Maka atas saran paus di Vatikan raja Hongaria membunuh utusan
Sulaiman al-Qonuni.
Mendengar berita itu bersiap-siaplah
Sulaiman al-Qonuni untuk menyerang Eropa.
Begitu juga gereja dan eropa menyiapkan pasukannya.
Sulaiman al-Qonuni menyiapkan pasukan yang terdiri dari 100.000
prajurit, 350 meriam dan 800 kapal perang.
Sedangkan kekuatan eropa 200.000 pasukan berkuda. 35 ribu diantaranya
bersenjata lengkap dengan baju besi.
Sulaiman dan pasukannya menempuh jarak 1000 kilo meter dan berhasil
merebut benteng-benteng sepanjang perjalanannya guna mengamankan
jalan ketika menarik pasukannya mundur jika terjadi kekalahan.
Beliau dan pasukannya melewati sungai....yang terkenal dan menunggu
di lembah Mohacs selatan Hongaria dan timur Rumania menanti pasukan
Eropa yg terdiri dari Hongaria, Rumania, Kroasia, Buhemia, Kekaisaran
Romawi, negara kepausan dan Polandia.
Masalah yang dihadapi Sulaiman adalah banyaknya pasukan berkuda
Romawi dan Hongaria yg tertutup penuh oleh baju besi yang sulit
ditembus panah atau peluru.
Lalu apa yang ia lakukan?
Setelah selesai sholat subuh ia berdiri dihadapan pasukannya yang
menatap pasukan Eropa yg banyak yang tidak terlihat ujungnya.
Kemudian ia berkata disertai tangisan (sesungguhnya Ruh Nabi
Muhammad melihat kalian dengan kerinduan dan cinta) maka
menangislah semua pasukan kaum muslimin.
Kemudian...
Kedua pasukan saling berhadapan...
Taktik perang Sulaiman adalah sebagai berikut :
Ia membagi pasukannya menjadi tiga barisan sepanjang 10 km.
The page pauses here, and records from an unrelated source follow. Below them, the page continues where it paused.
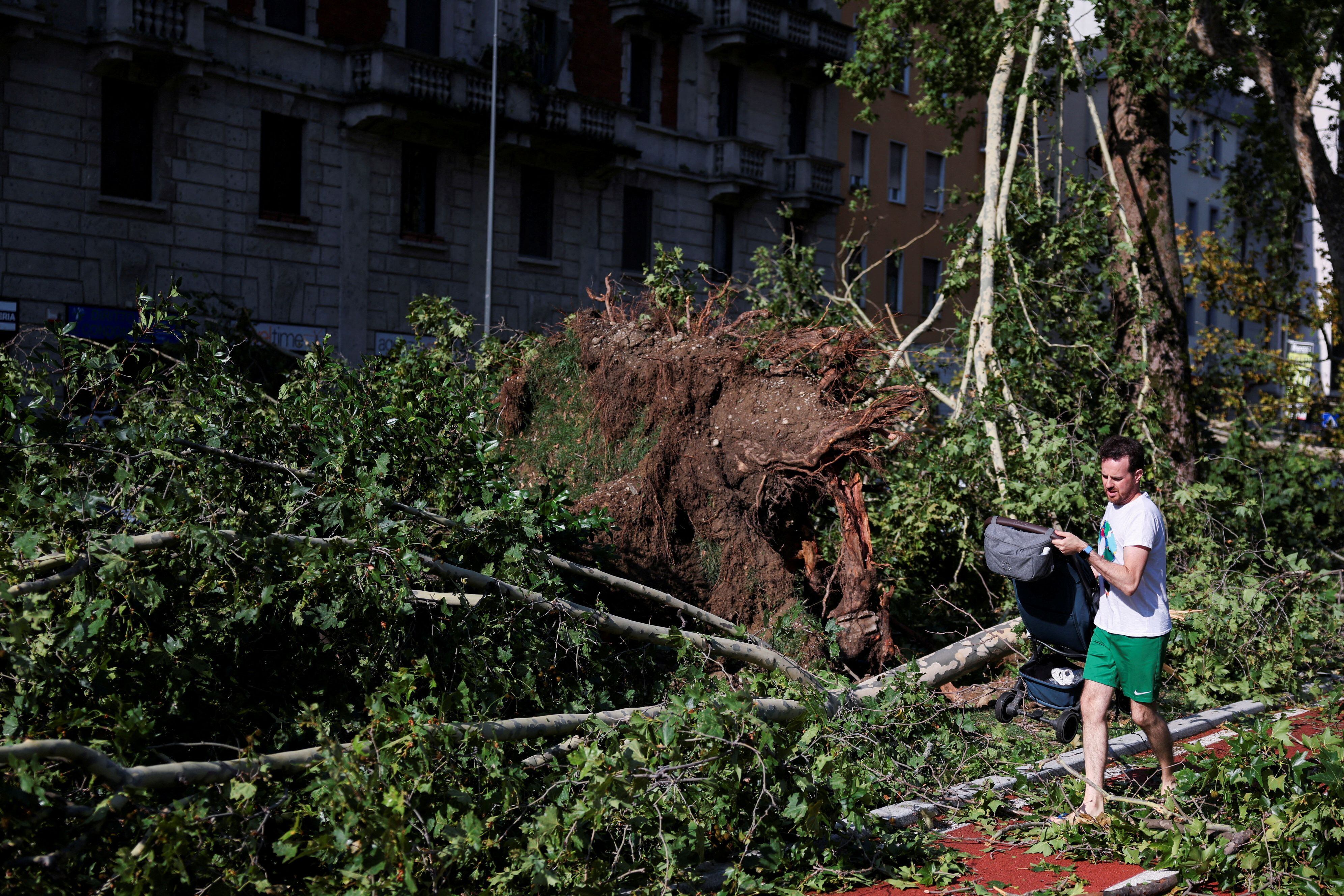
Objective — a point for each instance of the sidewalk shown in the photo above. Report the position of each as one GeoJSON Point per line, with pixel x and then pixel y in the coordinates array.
{"type": "Point", "coordinates": [1006, 868]}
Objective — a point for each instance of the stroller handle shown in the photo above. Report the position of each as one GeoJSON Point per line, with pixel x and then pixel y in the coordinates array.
{"type": "Point", "coordinates": [1019, 524]}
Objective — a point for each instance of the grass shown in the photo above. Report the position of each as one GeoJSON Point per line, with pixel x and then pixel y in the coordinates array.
{"type": "Point", "coordinates": [562, 440]}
Dan pasukan Inkisyaariah di garis depan, mereka ini adalah prajurit
pilihan.
Kemudian di barisan kedua pasukan berkuda dengan senjata ringan dan
pasukan pejalan kaki (invanteri) diantara mereka adalah relawan.
Adapun barisan ketiga adalah beliau dan pasukan meriam.
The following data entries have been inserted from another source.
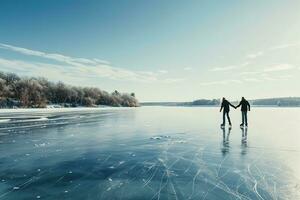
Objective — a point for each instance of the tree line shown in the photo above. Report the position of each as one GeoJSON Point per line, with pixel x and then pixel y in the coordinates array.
{"type": "Point", "coordinates": [16, 91]}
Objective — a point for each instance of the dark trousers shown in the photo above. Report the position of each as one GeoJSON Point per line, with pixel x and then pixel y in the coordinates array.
{"type": "Point", "coordinates": [244, 118]}
{"type": "Point", "coordinates": [228, 118]}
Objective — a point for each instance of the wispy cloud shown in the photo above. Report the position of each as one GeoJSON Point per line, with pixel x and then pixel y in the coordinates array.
{"type": "Point", "coordinates": [255, 55]}
{"type": "Point", "coordinates": [79, 66]}
{"type": "Point", "coordinates": [187, 68]}
{"type": "Point", "coordinates": [223, 82]}
{"type": "Point", "coordinates": [162, 71]}
{"type": "Point", "coordinates": [280, 67]}
{"type": "Point", "coordinates": [230, 67]}
{"type": "Point", "coordinates": [284, 46]}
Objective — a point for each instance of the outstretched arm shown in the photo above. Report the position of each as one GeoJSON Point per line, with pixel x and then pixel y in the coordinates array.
{"type": "Point", "coordinates": [232, 105]}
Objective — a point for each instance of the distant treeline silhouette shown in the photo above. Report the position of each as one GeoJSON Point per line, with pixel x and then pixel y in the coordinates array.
{"type": "Point", "coordinates": [282, 101]}
{"type": "Point", "coordinates": [34, 92]}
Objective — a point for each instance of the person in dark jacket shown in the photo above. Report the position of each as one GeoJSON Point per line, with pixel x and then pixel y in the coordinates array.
{"type": "Point", "coordinates": [245, 106]}
{"type": "Point", "coordinates": [225, 106]}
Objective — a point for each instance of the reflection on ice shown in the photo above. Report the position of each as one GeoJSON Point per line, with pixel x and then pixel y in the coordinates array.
{"type": "Point", "coordinates": [144, 153]}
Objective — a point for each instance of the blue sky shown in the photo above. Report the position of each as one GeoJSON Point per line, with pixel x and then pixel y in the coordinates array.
{"type": "Point", "coordinates": [161, 50]}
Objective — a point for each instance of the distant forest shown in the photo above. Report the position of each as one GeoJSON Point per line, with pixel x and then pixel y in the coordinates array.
{"type": "Point", "coordinates": [34, 92]}
{"type": "Point", "coordinates": [283, 102]}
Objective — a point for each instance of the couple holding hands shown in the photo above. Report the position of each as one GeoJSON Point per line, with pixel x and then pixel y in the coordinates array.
{"type": "Point", "coordinates": [245, 106]}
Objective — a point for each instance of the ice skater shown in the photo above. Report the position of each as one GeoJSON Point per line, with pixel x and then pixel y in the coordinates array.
{"type": "Point", "coordinates": [225, 106]}
{"type": "Point", "coordinates": [245, 107]}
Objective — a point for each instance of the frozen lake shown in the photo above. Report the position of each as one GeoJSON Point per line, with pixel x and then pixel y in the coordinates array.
{"type": "Point", "coordinates": [149, 153]}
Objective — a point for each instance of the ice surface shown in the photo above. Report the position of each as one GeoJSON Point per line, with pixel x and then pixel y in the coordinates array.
{"type": "Point", "coordinates": [149, 153]}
Pasukan Eropa menyerang setelah sholat ashar. Maka Sulaiman
memerintahkan pasukan Inkisyaariyah bertahan selama satu jam saja.
Kemudian ia memerintahkan mereka lari...
Dan ia perintahkan pasukan lapis kedua untuk membuka jalan pelarian ke
kiri dan ke kanan bukan ke belakang.
Sesuai arahan sulaiman para pahlawan pasukan Inkisyaariah bertahan
dengan gagah berani. Dan berhasil menghancurkan kekuatan eropa
dengan sempurna pada dua penyerangan bertubi-tubi yang dipancarkan
eropa.
Dalam satu serangan saja habis 20 ribu pasukan eropa.
Kemudian kekuatan inti pasukan eropa serempak menyerang...tibalah saat
melarikan diri dan dibukalah jalan untuk lari..maka mundurlah pasukan
Inkisyaariah ke sisi kiri dan kanan diikuti pasukan infantri, sehingga
jantung pasukan Utsmani benar-benar terbuka..maka masuklah 100 ribu
pasukan eropa sekaligus menuju (jebakan) jantung pasukan kaum
muslimin.
Dan inilah awal pembantaian itu...
Mereka langsung berhadapan dengan meriam-meriam pasukan
Utsmaniyah tanpa mereka sadari.
Meriam-meriam itu langsung menyalak menyambut 100 ribu pasukan
eropa yang tidak sadar telah masuk jebakan.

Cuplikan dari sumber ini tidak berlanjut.